If you’re planning on barbecuing this weekend, you’ll need some easy side dishes. This simple coleslaw has the traditional cabbage and carrots, but I added kale and a mix of sunflower and pumpkin seeds for extra crunch. As for the dressing, I skipped the mayo in favor of Greek yogurt to keep it light and healthy.

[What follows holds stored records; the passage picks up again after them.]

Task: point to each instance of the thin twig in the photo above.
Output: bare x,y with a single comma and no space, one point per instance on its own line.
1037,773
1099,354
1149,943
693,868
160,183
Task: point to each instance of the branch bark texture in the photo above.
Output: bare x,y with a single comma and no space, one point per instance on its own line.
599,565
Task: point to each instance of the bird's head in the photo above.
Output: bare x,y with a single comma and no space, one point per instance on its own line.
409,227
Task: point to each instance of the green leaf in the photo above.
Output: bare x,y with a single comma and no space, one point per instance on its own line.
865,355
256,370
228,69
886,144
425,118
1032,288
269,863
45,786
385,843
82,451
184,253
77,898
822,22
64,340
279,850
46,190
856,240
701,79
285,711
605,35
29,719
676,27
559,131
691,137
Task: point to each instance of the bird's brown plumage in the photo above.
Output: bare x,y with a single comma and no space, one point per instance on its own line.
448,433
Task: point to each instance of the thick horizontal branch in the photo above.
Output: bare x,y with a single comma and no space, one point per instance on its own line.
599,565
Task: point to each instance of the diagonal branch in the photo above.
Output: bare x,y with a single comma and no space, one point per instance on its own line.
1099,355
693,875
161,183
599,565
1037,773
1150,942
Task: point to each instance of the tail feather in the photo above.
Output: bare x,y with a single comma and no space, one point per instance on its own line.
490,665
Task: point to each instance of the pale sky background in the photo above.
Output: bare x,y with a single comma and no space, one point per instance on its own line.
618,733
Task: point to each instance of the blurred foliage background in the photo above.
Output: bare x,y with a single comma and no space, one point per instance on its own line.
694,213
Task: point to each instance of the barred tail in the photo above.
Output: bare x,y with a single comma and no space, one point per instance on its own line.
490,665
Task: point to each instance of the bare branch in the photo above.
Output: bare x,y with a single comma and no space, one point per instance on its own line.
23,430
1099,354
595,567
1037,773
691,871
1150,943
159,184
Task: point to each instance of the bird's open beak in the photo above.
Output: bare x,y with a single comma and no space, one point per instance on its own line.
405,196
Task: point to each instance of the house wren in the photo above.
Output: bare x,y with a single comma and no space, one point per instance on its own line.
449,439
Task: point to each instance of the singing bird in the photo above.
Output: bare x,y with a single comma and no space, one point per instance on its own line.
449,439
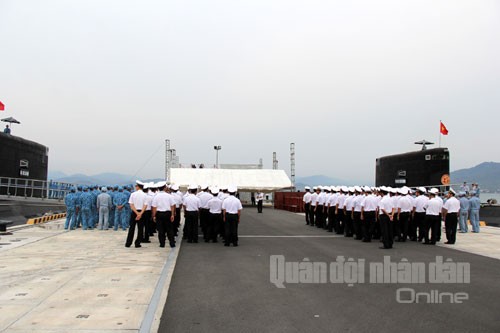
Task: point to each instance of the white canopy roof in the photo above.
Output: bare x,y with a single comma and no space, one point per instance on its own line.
245,179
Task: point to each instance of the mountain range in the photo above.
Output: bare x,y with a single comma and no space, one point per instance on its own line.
486,174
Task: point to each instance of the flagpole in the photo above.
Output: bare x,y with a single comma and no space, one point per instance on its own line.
440,133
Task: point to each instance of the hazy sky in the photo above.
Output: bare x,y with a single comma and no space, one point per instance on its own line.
104,83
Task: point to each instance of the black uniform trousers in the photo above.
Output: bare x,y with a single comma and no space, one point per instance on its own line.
147,223
357,225
432,223
177,220
451,227
191,226
387,231
204,217
331,219
340,222
402,226
131,230
419,222
311,215
306,210
165,228
214,226
319,216
231,227
348,230
368,224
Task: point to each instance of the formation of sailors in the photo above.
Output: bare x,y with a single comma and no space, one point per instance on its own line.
389,214
156,207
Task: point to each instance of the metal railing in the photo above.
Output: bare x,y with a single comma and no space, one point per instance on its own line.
34,188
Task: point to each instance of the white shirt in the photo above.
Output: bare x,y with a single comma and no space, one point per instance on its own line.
232,205
358,201
452,205
433,207
205,197
321,199
386,204
420,203
370,204
405,204
215,205
307,198
314,199
192,203
138,199
163,202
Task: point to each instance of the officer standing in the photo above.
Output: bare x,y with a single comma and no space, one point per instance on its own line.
475,205
231,210
138,206
120,201
163,214
70,201
464,212
103,203
433,209
306,199
260,201
386,216
450,215
191,205
86,204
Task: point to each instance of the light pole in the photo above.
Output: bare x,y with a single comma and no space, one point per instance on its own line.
217,148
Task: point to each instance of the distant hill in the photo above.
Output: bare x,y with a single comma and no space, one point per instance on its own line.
107,178
301,182
486,174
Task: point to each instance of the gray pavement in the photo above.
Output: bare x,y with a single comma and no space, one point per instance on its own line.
220,289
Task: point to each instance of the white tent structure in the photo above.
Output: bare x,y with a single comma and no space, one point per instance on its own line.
245,179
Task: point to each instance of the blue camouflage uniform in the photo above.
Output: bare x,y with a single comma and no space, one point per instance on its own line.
78,195
121,214
70,201
127,205
112,194
95,214
86,201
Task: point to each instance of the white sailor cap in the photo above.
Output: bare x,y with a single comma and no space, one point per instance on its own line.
434,190
422,189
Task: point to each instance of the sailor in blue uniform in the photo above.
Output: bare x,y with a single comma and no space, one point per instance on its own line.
70,202
86,203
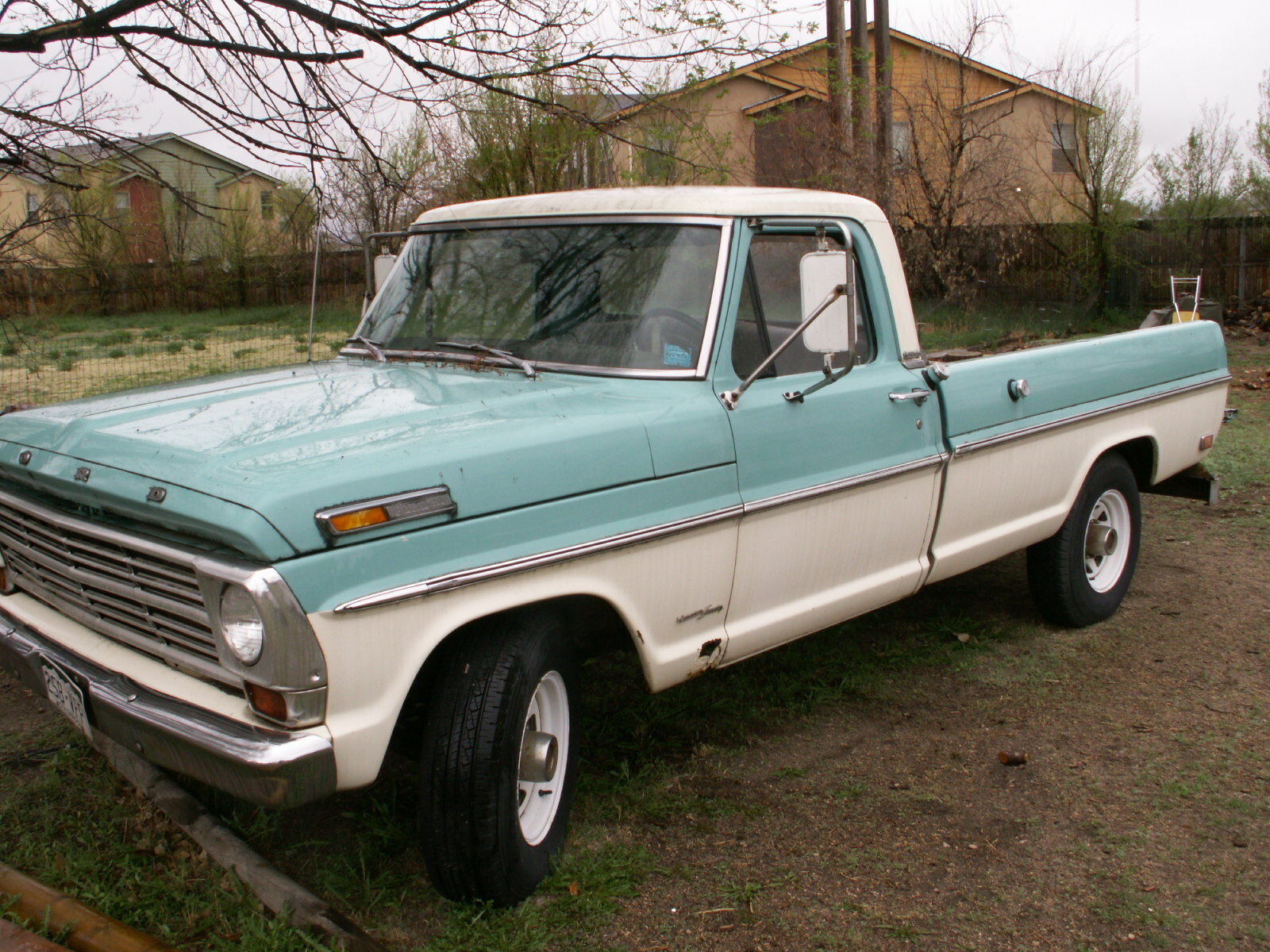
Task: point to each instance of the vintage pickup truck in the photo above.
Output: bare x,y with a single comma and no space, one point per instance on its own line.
692,422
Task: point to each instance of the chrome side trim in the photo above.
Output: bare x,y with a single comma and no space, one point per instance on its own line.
469,577
486,573
976,446
865,479
271,767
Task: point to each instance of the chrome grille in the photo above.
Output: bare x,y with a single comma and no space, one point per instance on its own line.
139,593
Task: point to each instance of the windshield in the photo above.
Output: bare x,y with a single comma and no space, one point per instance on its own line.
616,295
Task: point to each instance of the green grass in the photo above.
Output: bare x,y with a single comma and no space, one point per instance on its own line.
1241,455
329,317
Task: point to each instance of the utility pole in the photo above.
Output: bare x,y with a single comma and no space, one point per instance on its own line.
860,84
884,159
836,73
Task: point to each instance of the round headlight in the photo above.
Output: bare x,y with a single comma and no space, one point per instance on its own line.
241,625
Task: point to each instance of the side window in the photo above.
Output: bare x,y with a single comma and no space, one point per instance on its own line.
772,308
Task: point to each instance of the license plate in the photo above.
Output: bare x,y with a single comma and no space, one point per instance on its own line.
67,696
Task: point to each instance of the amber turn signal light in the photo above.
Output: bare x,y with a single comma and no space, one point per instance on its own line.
360,518
267,702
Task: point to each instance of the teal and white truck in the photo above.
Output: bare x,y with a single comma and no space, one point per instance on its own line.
691,422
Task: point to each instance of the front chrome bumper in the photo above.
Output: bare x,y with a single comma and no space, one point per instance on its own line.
264,766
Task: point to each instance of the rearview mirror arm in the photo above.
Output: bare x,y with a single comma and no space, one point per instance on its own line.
730,397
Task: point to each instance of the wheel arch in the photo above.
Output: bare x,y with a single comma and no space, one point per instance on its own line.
595,626
1142,455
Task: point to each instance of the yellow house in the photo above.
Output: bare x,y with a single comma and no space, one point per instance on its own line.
964,133
146,198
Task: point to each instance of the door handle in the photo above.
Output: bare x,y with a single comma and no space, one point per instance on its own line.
916,395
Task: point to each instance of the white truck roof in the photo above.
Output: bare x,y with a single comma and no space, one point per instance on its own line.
676,200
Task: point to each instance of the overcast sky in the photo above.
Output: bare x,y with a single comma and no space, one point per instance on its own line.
1191,55
1191,52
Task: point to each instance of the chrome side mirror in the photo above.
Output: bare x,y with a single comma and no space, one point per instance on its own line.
829,277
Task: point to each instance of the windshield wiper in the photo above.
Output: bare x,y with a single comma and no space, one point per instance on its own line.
376,351
511,359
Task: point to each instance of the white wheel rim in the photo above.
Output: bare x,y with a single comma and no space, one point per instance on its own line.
537,804
1109,520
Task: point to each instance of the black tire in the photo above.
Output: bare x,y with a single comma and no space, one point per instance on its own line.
1073,579
474,835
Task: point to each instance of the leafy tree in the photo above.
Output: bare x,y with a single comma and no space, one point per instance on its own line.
956,163
1259,144
381,187
1091,164
1202,177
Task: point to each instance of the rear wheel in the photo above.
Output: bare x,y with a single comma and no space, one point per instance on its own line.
498,759
1080,575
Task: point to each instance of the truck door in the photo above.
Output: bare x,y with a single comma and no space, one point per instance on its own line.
840,490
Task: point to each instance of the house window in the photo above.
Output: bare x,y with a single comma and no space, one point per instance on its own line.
902,143
1062,152
186,206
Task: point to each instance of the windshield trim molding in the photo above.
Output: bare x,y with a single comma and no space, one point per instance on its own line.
727,226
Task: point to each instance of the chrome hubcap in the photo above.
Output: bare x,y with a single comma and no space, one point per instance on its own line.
539,757
544,749
1109,527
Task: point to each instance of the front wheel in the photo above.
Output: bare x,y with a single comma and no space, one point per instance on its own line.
499,759
1080,575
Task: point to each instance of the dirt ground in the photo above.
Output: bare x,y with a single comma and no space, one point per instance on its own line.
1140,820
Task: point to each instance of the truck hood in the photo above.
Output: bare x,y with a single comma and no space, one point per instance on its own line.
247,460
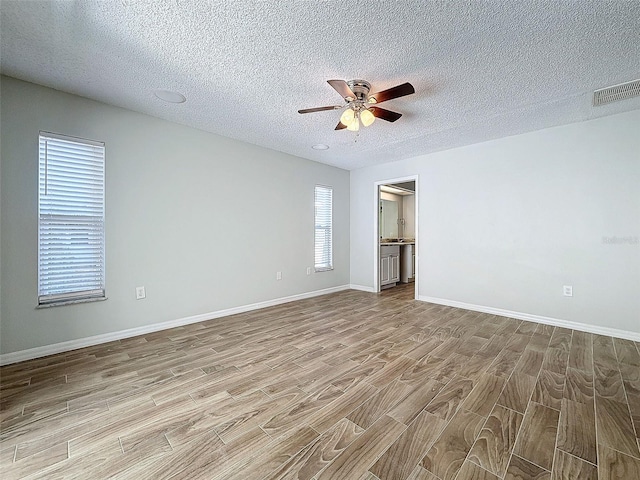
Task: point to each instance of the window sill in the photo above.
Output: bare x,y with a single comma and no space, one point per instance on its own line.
70,302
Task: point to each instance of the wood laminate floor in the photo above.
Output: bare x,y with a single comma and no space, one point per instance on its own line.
351,385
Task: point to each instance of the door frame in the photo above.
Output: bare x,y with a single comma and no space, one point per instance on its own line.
376,228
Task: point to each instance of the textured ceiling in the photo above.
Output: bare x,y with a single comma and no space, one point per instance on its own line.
481,69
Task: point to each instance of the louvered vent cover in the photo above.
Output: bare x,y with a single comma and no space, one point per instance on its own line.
616,92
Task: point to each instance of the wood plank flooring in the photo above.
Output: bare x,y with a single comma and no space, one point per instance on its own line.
348,386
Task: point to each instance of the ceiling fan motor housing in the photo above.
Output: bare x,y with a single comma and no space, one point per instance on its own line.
361,89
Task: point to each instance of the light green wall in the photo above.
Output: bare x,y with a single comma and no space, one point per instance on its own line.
202,221
505,224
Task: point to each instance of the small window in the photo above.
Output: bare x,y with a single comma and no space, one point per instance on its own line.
71,253
323,228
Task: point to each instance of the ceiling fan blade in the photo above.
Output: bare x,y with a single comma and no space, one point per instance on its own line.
384,114
319,109
393,92
342,88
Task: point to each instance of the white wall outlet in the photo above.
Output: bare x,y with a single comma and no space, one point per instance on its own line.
140,293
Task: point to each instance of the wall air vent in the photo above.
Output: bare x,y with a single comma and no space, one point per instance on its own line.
616,92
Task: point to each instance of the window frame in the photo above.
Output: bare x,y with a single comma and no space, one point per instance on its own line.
90,221
327,265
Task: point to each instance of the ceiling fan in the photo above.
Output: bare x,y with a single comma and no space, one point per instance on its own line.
361,105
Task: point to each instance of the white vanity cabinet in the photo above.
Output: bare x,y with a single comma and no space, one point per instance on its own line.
389,265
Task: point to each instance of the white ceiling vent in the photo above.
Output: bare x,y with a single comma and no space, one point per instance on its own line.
616,92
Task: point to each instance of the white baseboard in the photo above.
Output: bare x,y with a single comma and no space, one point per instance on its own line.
556,322
362,288
37,352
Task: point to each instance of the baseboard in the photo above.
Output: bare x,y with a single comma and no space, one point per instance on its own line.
556,322
362,288
37,352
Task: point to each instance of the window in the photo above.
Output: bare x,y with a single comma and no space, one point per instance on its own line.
323,229
70,220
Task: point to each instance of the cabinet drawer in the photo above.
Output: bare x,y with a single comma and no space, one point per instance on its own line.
389,250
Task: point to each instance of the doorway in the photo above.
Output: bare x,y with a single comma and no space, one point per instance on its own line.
396,235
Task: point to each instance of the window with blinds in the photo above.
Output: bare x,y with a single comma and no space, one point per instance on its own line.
323,228
71,253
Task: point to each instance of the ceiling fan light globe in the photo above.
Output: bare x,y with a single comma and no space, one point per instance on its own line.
348,117
367,117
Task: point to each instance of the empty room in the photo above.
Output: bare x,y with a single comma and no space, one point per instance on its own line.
320,240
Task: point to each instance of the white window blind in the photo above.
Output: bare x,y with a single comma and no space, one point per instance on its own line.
71,253
323,228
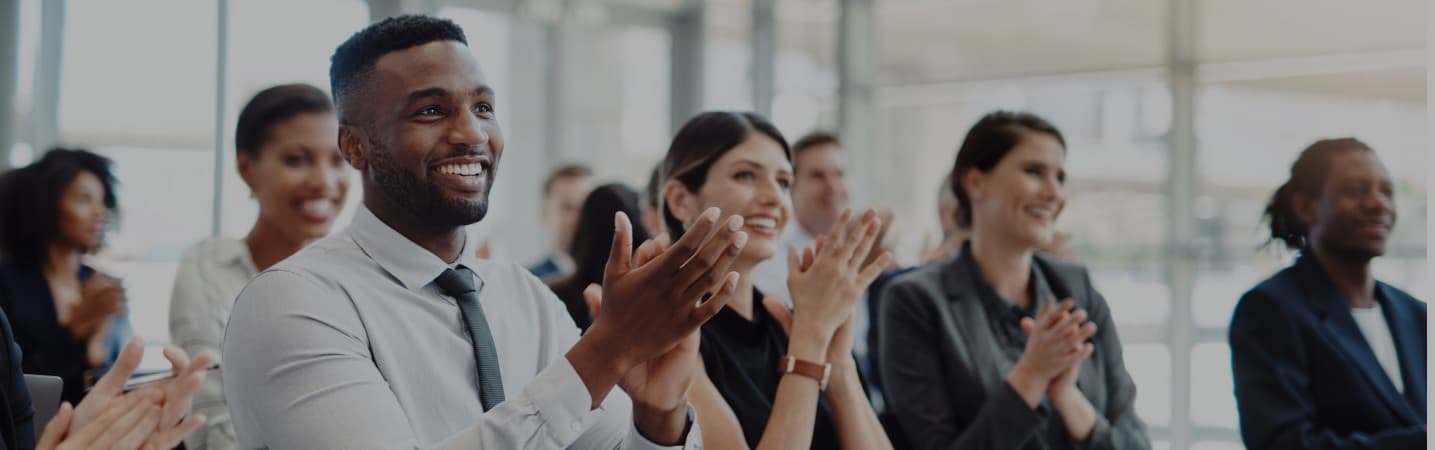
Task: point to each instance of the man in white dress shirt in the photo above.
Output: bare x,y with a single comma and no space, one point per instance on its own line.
392,334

- 1 3/4 pounds white cabbage (or half red half white), shredded
- 1 bunch kale, ribs removed and sliced thin
- 1 1/2 cups shredded carrots
- 2 cups full fat Greek yogurt
- 2 tablespoons dijon mustard
- 2 tablespoons apple cider vinegar
- 2 tablespoons maple syrup
- 1 1/2 teaspoons kosher salt
- 1 teaspoon freshly ground black pepper
- 1 1/2 teaspoons celery seeds
- 1 teaspoon celery salt
- 1/3 cup of a mix of sunflower and pumpkin seeds
In a large bowl, whisk the yogurt, dijon, vinegar, syrup salt, pepper and celery seeds and celery salt together until smooth. Stir in the cabbage, kale carrots and seeds until everything is evenly coated. Cover and place in the refrigerator for at least 30 minutes to allow the flavors to set. Serve cold or at room temp and enjoy!